El 25% de los niños en Alemania muestra signos de problemas mentales, mientras que el 3.9% de los estudiantes de primaria y secundaria en Japón no asiste a la escuela: los diferentes números reflejan los desafíos escolares.

El 25% de los niños en Alemania muestra signos de problemas mentales, mientras que el 3.9% de los estudiantes de primaria y secundaria en Japón no asiste a la escuela: los diferentes números reflejan los desafíos escolares.

Sentado en el aula, asistiendo a clases, entregando tareas y conversando con amigos durante el recreo.

Desde el exterior, incluso los niños que parecen llevar una vida escolar sin problemas pueden estar lidiando con una fuerte ansiedad o fatiga en su interior.

En la edición 2025/26 del "Barómetro Escolar de Alemania" publicado en Alemania, se confirmó que el 25% de los niños y jóvenes de entre 8 y 17 años muestran signos de una carga psicológica creciente. Esto equivale a uno de cada cuatro.

La descomposición muestra que el 15% de los niños se encuentran en un rango donde los problemas psicológicos son evidentes, y el 10% están en un área limítrofe. Esto representa un aumento de cuatro puntos porcentuales desde el 21% de la encuesta anterior.

Sin embargo, este 25% no representa la tasa de diagnóstico de enfermedades mentales. Es el resultado de un cribado que utiliza cuestionarios para verificar el estado de las emociones, el comportamiento, la atención y las relaciones humanas. No es el porcentaje de niños a los que un médico ha diagnosticado una enfermedad, sino un número que indica la posibilidad de que se necesite una vigilancia y apoyo cuidadosos.

Por lo tanto, no es preciso expresar que "uno de cada cuatro niños en Alemania tiene una enfermedad mental" sin entender esta diferencia.
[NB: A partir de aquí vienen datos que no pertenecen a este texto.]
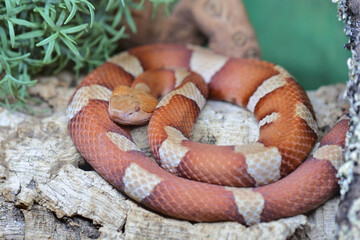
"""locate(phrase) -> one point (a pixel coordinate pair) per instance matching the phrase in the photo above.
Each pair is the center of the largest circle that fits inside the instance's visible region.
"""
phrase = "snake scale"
(263, 181)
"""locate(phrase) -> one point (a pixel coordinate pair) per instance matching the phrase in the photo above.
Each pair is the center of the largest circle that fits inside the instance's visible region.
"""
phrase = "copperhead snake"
(288, 132)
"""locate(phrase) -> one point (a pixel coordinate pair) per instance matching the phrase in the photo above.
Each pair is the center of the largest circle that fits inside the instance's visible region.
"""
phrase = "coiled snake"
(288, 132)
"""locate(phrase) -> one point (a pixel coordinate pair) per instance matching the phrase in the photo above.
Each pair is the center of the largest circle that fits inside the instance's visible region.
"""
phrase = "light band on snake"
(288, 132)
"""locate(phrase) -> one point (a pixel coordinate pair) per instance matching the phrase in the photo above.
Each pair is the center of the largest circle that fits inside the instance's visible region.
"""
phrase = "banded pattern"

Aun así, el resultado de que uno de cada cuatro niños, incluidos aquellos que continúan asistiendo a la escuela, muestra algún tipo de señal de advertencia psicológica es significativo.
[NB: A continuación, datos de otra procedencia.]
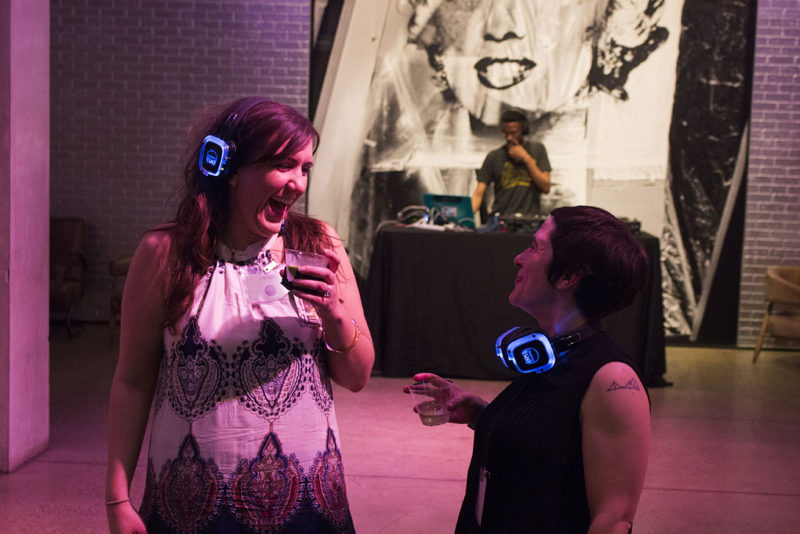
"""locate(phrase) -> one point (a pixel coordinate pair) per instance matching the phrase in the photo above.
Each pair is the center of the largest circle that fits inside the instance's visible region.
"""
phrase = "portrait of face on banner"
(446, 70)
En Japón, aproximadamente el 3.9% de los estudiantes de primaria y secundaria no asisten a la escuela

En Japón, en el año fiscal 2024, el número de estudiantes de primaria y secundaria que no asistieron a la escuela alcanzó los 353,970. Esto equivale a aproximadamente el 3.9% de todos los estudiantes de primaria y secundaria, o aproximadamente uno de cada 26.

En las escuelas primarias, aproximadamente el 2.3%, o uno de cada 43, no asiste a la escuela. En las escuelas secundarias, aproximadamente el 6.8%, o uno de cada 15, no asiste.

Este artículo muestra primero el porcentaje, no solo el número total, que varía significativamente según la población del país y el número de estudiantes.

Por lo tanto, en lugar de decir "uno de cada cuatro en Alemania, 350,000 en Japón", se debe expresar como "25% en Alemania muestra signos de carga psicológica, aproximadamente el 3.9% de los estudiantes de primaria y secundaria en Japón no asisten a la escuela".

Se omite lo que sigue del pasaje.